The company’s last dividend increase was in April 2012 when the Board of Directors approved a 13.30% increase in the quarterly distribution to 85 cents /share. The company’s peer group includes Accenture (ACN), Infosys (INFY) and Hewlett Packard (HPQ).
Over the past decade this dividend growth stock has delivered an annualized total return of 11% to its shareholders.
The company has managed to deliver a 14.20% average increase in annual EPS since 2003. Analysts expect IBM to earn $16.63 per share in 2013 and $18.45 per share in 2014. In comparison, the company earned $14.37/share in 2012. Over the next five years, analysts expect EPS to rise by 9.86%/annum.

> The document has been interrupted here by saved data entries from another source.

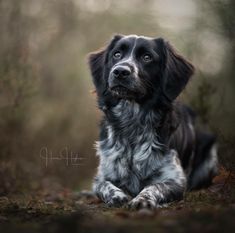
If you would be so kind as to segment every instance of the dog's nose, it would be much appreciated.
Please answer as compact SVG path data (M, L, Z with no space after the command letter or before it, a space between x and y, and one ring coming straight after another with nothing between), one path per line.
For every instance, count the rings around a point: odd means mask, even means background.
M118 66L112 73L115 78L127 78L131 74L131 69L128 66Z

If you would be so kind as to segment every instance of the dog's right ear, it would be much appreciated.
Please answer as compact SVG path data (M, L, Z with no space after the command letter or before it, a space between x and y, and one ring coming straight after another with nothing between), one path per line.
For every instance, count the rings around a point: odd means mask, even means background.
M91 70L93 83L98 95L101 95L107 89L107 80L105 78L105 65L107 64L108 52L114 47L115 43L122 38L122 35L115 35L110 43L88 55L88 64Z
M92 80L97 92L100 92L105 87L105 82L103 80L105 53L106 48L102 48L101 50L94 53L90 53L88 55L88 64L90 67Z

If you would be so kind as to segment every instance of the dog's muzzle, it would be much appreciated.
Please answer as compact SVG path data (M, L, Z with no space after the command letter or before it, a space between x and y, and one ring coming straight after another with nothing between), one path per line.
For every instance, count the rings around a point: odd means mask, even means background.
M121 98L133 98L140 91L140 82L134 67L128 63L116 64L109 74L109 89Z
M128 66L117 66L112 70L112 75L116 79L126 79L131 75L131 69Z
M130 78L132 75L131 68L126 65L118 65L115 66L111 72L109 77L109 87L110 89L115 88L116 86L126 87L130 82Z

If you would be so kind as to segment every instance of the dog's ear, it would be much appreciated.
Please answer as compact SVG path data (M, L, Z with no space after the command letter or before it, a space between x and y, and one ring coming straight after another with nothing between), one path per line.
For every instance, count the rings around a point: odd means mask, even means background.
M162 38L157 39L164 54L162 90L173 101L184 89L194 73L194 66L178 54L173 46Z
M88 55L88 64L90 67L92 80L97 92L100 92L105 88L105 82L103 79L105 53L106 48L102 48L99 51L90 53Z
M107 88L107 80L105 80L104 75L108 52L121 38L121 35L115 35L107 46L88 55L88 64L91 70L93 83L95 85L98 95L102 94Z

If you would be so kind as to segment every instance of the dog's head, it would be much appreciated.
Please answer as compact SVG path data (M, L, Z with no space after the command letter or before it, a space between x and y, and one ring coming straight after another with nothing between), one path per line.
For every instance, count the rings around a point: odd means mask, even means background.
M89 55L98 96L141 101L162 95L173 101L193 74L193 65L162 38L116 35ZM157 96L156 96L157 95Z

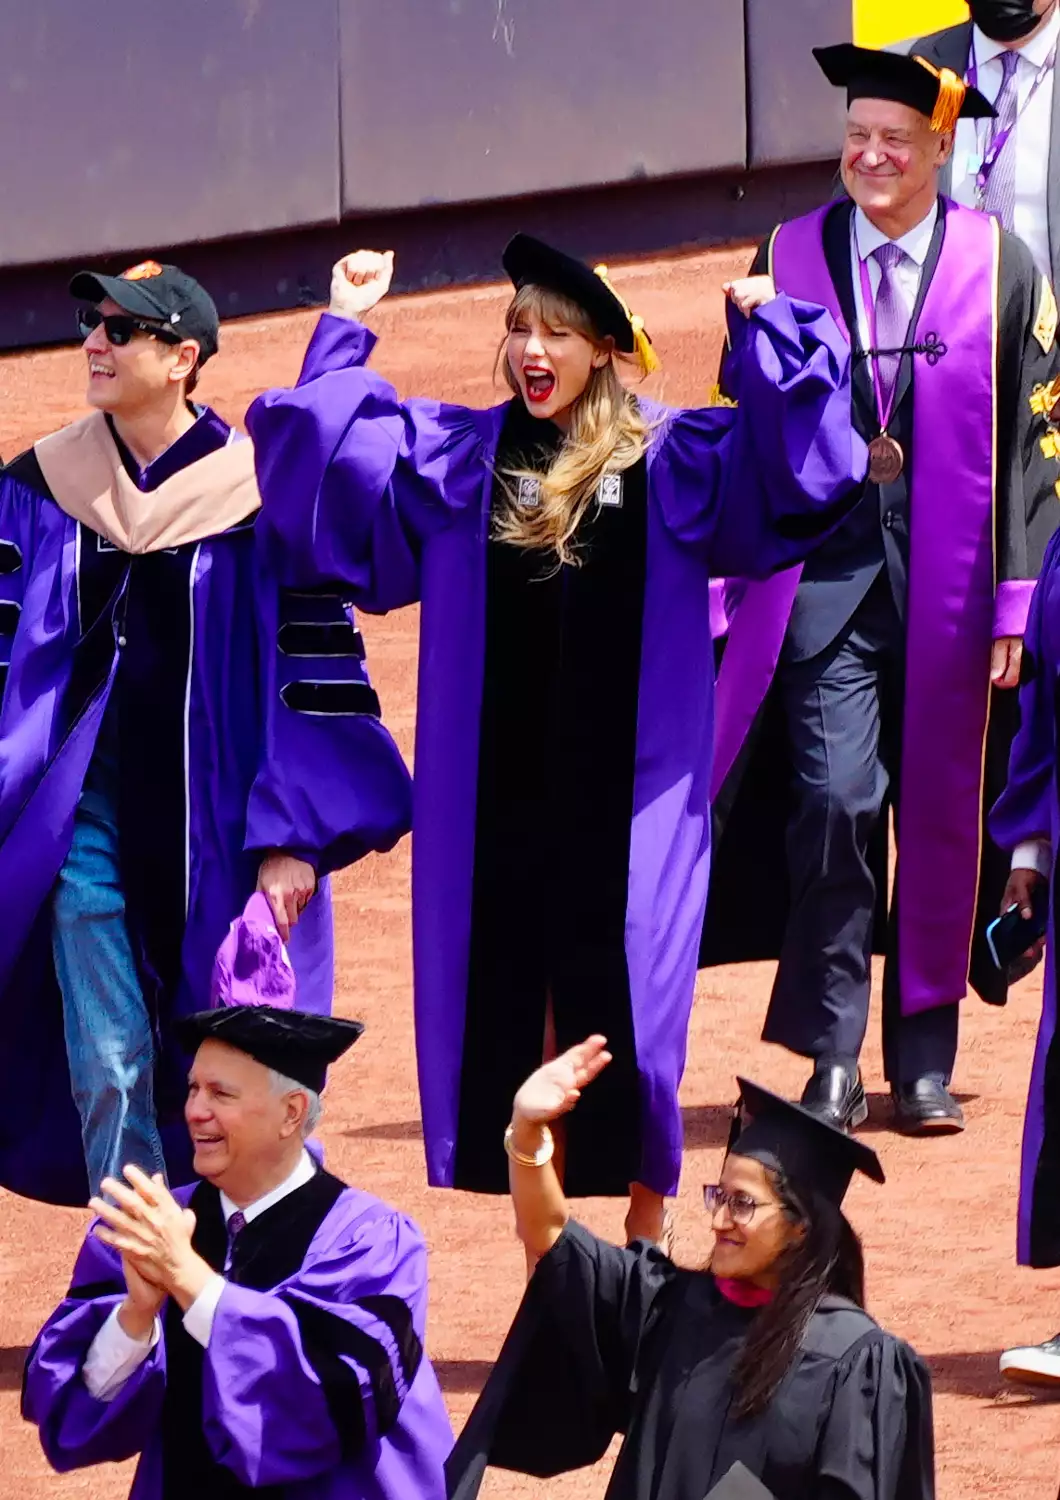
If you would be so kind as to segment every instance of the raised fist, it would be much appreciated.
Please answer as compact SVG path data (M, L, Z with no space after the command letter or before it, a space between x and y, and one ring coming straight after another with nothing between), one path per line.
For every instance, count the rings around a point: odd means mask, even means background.
M355 250L344 255L331 273L331 305L337 318L360 320L390 290L393 250Z
M777 295L771 276L742 276L738 281L727 281L723 291L745 318L749 318L756 307L772 302Z

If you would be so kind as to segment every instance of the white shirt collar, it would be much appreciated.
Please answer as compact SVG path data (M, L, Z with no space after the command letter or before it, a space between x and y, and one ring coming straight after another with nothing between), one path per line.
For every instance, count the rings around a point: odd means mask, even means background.
M309 1182L313 1177L316 1176L316 1171L316 1163L310 1156L309 1152L305 1149L305 1147L303 1147L302 1154L298 1158L298 1165L295 1167L290 1177L285 1178L285 1180L280 1183L279 1187L274 1187L272 1191L270 1193L266 1193L263 1198L258 1198L256 1202L248 1204L246 1208L239 1210L240 1212L242 1212L243 1218L248 1224L250 1224L254 1219L258 1217L259 1214L263 1214L267 1208L272 1208L274 1203L279 1203L280 1200L282 1198L286 1198L289 1193L293 1193L298 1188L304 1187L307 1182ZM227 1193L221 1194L221 1212L225 1216L226 1224L228 1223L232 1215L237 1212L236 1205L232 1202Z
M972 34L975 38L975 60L980 67L983 67L985 63L993 62L1006 50L1003 43L995 42L985 36L978 26L973 28ZM1040 68L1058 40L1060 40L1060 7L1049 17L1049 24L1043 27L1036 37L1032 37L1025 47L1019 49L1019 56L1025 57L1032 68Z
M918 266L922 266L928 258L931 236L935 233L938 216L939 204L936 198L931 205L930 213L894 242L900 245L909 259L915 261ZM877 229L864 210L860 208L854 210L854 238L857 242L858 255L862 260L868 260L874 250L888 243L887 236L882 229Z

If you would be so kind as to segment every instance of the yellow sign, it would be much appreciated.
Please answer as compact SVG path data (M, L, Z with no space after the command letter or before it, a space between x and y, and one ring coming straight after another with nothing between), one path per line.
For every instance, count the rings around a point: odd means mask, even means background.
M861 47L886 47L968 19L964 0L853 0L853 6Z

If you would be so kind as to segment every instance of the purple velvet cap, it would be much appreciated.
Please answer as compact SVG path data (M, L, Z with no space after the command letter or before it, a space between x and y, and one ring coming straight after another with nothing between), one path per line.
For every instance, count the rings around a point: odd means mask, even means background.
M294 1009L294 969L267 896L255 891L214 959L210 1005Z

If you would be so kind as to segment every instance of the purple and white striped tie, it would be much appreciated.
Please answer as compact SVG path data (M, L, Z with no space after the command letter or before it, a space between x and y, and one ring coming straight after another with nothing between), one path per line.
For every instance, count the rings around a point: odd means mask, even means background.
M1019 105L1019 89L1016 84L1016 76L1019 72L1020 55L1007 49L1001 58L1001 66L1004 76L1001 80L1001 92L997 96L994 108L997 110L997 119L990 132L990 146L1005 131L1008 131L1008 139L1001 148L1001 155L990 169L990 175L986 179L986 188L983 193L983 208L988 214L993 214L1002 229L1011 230L1016 215L1016 110Z
M244 1231L244 1229L246 1229L246 1227L247 1227L247 1221L246 1221L246 1219L239 1212L239 1210L236 1209L235 1213L232 1215L232 1217L229 1219L228 1223L225 1225L225 1228L228 1231L228 1254L225 1256L225 1273L226 1274L232 1269L232 1256L235 1254L236 1240L243 1233L243 1231Z
M896 245L893 240L888 240L886 245L878 245L872 254L880 268L880 284L876 291L876 348L901 349L909 330L909 307L902 296L896 273L906 259L906 254L901 245ZM883 403L881 420L885 414L890 414L889 408L898 384L901 365L901 354L882 354L877 357L876 368L879 371Z

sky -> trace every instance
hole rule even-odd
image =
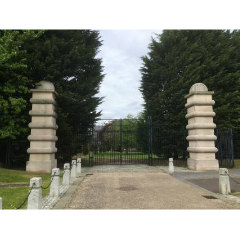
[[[102,119],[136,116],[143,111],[139,91],[141,57],[148,53],[151,37],[162,30],[102,30],[103,45],[97,57],[102,58],[105,77],[98,96],[104,97],[98,106]]]

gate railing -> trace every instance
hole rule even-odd
[[[232,129],[216,129],[215,135],[217,136],[216,158],[219,161],[220,167],[233,168],[234,167],[234,142]]]
[[[74,136],[69,136],[68,144],[61,143],[59,138],[57,159],[63,162],[77,156],[82,157],[83,166],[92,166],[137,163],[168,165],[168,158],[174,158],[175,166],[187,166],[186,132],[179,131],[176,136],[171,130],[163,131],[153,126],[150,117],[133,121],[139,123],[138,128],[126,128],[126,121],[122,119],[116,123],[119,124],[117,129],[108,127],[105,131],[92,129],[84,134],[76,132]],[[218,148],[216,159],[220,167],[234,167],[234,159],[240,161],[240,130],[216,129],[215,135]],[[28,145],[27,140],[0,140],[2,166],[16,167],[21,161],[24,164],[28,159]]]
[[[137,164],[148,162],[146,126],[143,119],[102,119],[93,131],[90,151],[95,165]],[[143,124],[143,125],[142,125]],[[143,134],[143,135],[142,135]]]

Back in 2010 the company unveiled an aggressive five-year plan, where it outlined its strategies that would allow it to hit $20/share by 2015. Halfway through the plan, the goal looks more than achievable. IBM is one of the most consistent share repurchasers in the world. Since 2002, it has reduced the number of shares outstanding from 1.703 billion to 1.155 billion in 2012.
IBM has transformed itself from a hardware company to services, solutions and software conglomerate. The company’ expansion overseas, focus on high margin software and providing solutions to customers, investing in innovation should help it in achieving its goals. The company strives to offer total solutions to customers, and its differentiating factor include its massive investments in R&D, and the many patents obtained as a result of it. This is a move away from commoditized serviced, and into value-added solutions, which has benefited the firm recently through margin expansions. IBM faces some pricing pressure from competitors, and risks related to failure to transition new products successfully. However, given the company’s economies of scale, contiguous focus on building and maintaining strong client relations and drive to innovate, it should weather any near term weaknesses successfully.
The company generates a very high return on equity, which has tripled over the past decade. I generally want to see at least a stable return on equity over time.
The annual dividend payment has increased by 18.80% per year over the past decade, which is higher than the growth in EPS.
A 19% growth in distributions translates into the dividend payment doubling almost every four years on average. If we look at historical data, going as far back as 1963, one would notice that the company has actually managed to double distributions every eight years on average.
The dividend payout ratio increased from 14.50% in 2003 to 23% in 2012. Because of the low dividend payout ratio, the company should be able to raise distributions above the rate of earnings growth for at least a decade, before a ceiling at 50% is reached. A lower payout is always a plus, since it leaves room for consistent dividend growth minimizing the impact of short-term fluctuations in earnings.
Currently IBM is trading at 15 times earnings, yields 1.60% and has a sustainable distribution. The stock is trading at a very attractive valuation, and has bright prospects ahead. Unfortunately, the shares are perennially yielding much less than my minimum requirements. Even if I lowered my entry requirement to 2%, I would require a drop below $170 to initiate a starter position.